Sempre riguardo all’Italia, la Commissione europea stima comunque che il debito pubblico continuerà a salire, dal 115,8% del 2009 al 118,2% quest’anno e al 118,9% nel 2011. Il deficit pubblico del 2010 dovrebbe restare invece stabile al 5,3% rispetto al Pil (stesso dato del 2009) per poi diminuire al 5% nel 2011.

L’Italia, si legge nelle previsioni, metterà a segno una ripresa della crescita del prodotto interno lordo dello 0,8% nel 2010, lasciandosi alle spalle la caduta del Pil a -5,0% del 2009, arrivando poi all’1,4% nel 2011. La disoccupazione, che nel 2009 era al 7,8%, quest’anno dovrebbe attestarsi sull’8,8% e restare stabile sullo stesso dato nel 2011, una situazione migliore che nel resto dell’eurozona, (10,3% nel 2010 e 10,4% nel 2011).

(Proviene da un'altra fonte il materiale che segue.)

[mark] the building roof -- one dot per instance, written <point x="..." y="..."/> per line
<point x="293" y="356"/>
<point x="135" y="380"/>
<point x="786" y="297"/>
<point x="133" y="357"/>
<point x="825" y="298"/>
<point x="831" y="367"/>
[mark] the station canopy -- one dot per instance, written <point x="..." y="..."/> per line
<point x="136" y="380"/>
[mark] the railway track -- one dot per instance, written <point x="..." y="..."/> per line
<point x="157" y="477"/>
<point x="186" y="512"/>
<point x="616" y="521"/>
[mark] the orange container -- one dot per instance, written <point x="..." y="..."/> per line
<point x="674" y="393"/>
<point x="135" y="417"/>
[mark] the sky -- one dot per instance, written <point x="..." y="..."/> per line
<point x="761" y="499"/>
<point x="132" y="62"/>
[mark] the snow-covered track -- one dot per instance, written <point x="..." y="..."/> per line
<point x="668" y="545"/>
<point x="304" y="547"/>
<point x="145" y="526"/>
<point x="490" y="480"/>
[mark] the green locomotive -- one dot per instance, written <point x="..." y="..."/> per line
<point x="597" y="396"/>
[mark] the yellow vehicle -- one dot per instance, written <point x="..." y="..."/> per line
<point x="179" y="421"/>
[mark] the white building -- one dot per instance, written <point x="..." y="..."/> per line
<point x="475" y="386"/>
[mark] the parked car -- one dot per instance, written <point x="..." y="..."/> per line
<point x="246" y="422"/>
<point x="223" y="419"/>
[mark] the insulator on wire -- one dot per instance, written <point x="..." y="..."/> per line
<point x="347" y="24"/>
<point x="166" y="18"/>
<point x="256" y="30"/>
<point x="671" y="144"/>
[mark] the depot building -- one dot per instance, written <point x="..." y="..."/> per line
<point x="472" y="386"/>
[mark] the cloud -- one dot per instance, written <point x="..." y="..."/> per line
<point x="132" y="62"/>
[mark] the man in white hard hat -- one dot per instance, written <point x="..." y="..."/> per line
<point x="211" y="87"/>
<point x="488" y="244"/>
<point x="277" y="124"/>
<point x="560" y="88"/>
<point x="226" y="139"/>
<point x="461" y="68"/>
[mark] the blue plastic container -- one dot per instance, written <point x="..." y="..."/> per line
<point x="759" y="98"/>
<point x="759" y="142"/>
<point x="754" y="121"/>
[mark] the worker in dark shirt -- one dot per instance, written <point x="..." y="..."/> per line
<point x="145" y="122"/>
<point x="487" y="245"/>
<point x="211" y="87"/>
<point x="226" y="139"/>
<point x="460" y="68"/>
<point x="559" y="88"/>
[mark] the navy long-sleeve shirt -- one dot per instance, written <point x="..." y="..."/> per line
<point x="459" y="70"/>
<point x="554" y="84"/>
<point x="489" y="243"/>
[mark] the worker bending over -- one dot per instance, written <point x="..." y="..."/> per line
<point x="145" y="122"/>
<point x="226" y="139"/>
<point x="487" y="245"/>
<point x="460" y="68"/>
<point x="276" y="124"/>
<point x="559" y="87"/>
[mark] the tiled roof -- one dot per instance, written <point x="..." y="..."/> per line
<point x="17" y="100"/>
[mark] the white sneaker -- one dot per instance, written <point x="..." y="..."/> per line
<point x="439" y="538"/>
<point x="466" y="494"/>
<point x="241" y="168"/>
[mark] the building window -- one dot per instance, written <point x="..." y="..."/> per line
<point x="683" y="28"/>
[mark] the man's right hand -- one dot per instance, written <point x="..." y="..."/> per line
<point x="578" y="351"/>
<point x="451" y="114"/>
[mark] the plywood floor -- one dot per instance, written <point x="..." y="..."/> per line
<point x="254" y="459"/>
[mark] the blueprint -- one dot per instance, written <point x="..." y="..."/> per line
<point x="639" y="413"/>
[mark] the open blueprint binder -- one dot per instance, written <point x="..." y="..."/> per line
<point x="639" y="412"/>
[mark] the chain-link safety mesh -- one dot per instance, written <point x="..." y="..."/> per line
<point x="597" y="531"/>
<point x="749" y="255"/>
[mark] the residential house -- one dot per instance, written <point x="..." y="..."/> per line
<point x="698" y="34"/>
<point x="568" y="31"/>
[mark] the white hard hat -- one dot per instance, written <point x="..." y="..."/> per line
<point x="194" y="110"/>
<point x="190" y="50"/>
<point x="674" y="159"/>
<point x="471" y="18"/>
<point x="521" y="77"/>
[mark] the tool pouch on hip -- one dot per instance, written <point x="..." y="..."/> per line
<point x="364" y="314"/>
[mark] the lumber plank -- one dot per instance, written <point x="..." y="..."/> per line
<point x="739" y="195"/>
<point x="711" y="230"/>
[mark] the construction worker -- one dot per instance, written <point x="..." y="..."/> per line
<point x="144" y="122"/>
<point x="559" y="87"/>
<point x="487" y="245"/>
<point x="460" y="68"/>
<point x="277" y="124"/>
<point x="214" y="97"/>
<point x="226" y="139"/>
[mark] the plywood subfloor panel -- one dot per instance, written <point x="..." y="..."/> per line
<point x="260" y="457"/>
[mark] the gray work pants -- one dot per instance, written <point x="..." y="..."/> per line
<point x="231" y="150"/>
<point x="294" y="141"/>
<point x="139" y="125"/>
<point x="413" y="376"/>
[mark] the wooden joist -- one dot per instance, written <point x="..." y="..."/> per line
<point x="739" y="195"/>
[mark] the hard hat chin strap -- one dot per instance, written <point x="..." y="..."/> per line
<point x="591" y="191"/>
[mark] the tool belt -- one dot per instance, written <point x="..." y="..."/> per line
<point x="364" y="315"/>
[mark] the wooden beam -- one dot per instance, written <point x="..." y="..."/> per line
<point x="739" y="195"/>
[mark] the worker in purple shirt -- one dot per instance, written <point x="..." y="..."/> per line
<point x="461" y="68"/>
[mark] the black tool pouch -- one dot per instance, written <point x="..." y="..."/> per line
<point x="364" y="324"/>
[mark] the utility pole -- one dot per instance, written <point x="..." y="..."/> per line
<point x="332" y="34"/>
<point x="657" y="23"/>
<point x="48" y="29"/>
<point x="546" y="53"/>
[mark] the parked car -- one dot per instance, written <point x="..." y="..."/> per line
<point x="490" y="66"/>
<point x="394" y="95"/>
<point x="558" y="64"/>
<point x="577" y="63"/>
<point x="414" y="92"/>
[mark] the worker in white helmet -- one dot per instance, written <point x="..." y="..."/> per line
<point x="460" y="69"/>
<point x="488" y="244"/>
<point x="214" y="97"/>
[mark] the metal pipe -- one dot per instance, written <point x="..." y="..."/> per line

Riguardo al quadro generale, la ripresa nell’Ue si annuncia leggermente migliore del previsto, con una crescita del Pil dei Ventisette dell’1% nel 2010 e dell’1,75% nel 2011. Nelle previsioni d’autunno il dato del 2010 era stato stimato a 1/4 di punto percentuale in meno.

Nella sola eurozona, il Pil dovrebbe crescere allo 0,9% quest’anno e all’1,5% nel 2011. Nel 2009, la crisi aveva portato a una caduta del Pil dell’Ue del 4,2% e dell’eurozona del 4,1% Nel’eurozona, il deficit pubblico dovrebbe salire al 6,6% quest’anno per poi diminuire al 6,1% rispetto al Pil.

Il debito pubblico dell’eurozona continuerà a salire, dal 78,4% del Pil del 2009 all’84,7% quest’anno e all’88,5% nel 2011.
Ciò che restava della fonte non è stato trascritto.